Search code examples
azurepysparkazure-synapse

how to update rows in data frame in pyspark , the table is in serverless SQL pool in Azure Synapse


I am trying to update few rows in dataframe using pyspark , the table exist in Serverless SQL pool

I did try yo use Update command but the error is it is not supported in serverless SQL pool, is there any way possible update few row in Azure synapse Serverless SQL Table


Solution

  • If you are updating tables which are created using ADLS data source in serverless pool as per this Serverless SQL pools don't support updating Delta Lake files. You can use serverless SQL pool to query the latest version of Delta Lake. Use Apache Spark pools in Synapse Analytics to update Delta Lake.

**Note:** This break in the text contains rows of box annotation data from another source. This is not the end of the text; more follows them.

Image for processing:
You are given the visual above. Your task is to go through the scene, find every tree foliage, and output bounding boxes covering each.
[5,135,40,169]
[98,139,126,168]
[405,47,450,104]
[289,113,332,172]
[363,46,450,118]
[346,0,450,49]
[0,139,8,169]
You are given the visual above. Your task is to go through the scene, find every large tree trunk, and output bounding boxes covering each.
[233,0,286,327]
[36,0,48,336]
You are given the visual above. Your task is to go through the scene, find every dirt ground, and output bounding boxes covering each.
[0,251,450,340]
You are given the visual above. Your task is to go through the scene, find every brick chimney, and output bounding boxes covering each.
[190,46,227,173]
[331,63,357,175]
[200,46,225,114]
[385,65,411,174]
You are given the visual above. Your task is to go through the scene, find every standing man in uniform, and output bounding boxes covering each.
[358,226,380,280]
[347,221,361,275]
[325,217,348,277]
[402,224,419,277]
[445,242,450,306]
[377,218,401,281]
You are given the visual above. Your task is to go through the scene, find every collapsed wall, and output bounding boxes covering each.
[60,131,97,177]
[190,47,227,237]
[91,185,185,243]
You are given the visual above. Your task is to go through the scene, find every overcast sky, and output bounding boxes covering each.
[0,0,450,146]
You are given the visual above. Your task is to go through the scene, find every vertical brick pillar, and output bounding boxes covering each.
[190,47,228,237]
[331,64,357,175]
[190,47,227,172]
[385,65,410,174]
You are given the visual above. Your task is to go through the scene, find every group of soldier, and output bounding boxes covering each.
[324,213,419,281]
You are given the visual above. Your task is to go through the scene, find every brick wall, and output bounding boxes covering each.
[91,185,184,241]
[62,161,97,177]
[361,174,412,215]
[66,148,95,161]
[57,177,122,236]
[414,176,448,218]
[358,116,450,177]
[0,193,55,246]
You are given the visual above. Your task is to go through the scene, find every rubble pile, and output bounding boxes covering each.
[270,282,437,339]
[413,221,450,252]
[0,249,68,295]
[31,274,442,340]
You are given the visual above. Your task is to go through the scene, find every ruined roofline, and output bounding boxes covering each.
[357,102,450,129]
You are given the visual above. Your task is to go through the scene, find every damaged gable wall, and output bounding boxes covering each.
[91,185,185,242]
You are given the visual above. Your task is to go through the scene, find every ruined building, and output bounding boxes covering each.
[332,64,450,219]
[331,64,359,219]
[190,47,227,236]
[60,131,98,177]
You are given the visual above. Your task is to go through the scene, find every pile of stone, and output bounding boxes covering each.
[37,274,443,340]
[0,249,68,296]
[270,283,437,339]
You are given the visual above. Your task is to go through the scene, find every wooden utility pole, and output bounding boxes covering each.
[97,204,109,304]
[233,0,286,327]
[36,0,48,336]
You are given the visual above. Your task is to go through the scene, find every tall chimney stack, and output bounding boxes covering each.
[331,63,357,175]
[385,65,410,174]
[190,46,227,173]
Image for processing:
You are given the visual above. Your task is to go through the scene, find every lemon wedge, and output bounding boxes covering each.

    Read the data from path with below code:

    df = spark.read.load('abfss://<containerName>@<ADLSName>.dfs.core.windows.net/mycsv2.csv', format='csv',header=True)
    

    enter image description here

    Update the data according to the requirements using below code:

    from pyspark.sql.functions import when, col
    df = df.withColumn('<colName>', when(<condition>, '<updateValue>').otherwise(df.<colName>))
    

    Create a linked service of ADLS. And write the data frame into ADLS with below code:

        import pandas as pd
        pdf = df.toPandas()   
        pdf.to_csv('abfss://<filepath>/mycsv2.csv', storage_options = {'linked_service' : '<linkedserviceName>'})
        print("done")
    

    complete code:

    from pyspark.sql.functions import when, col
    import pandas as pd
    
    df = spark.read.load('abfss://rakeshsynapse@rakeshgen2.dfs.core.windows.net/mycsv2.csv', format='csv',header=True)
    df = df.withColumn('Name', when(col('Id') == 1, 'AE').otherwise(df.Name))
    pdf = df.toPandas()
    pdf.to_csv('abfss://rakeshsynapse/mycsv2.csv', storage_options = {'linked_service' : 'AzureDataLakeStorage1'})
    print("done")
    

    enter image description here

    The data will be update successfully.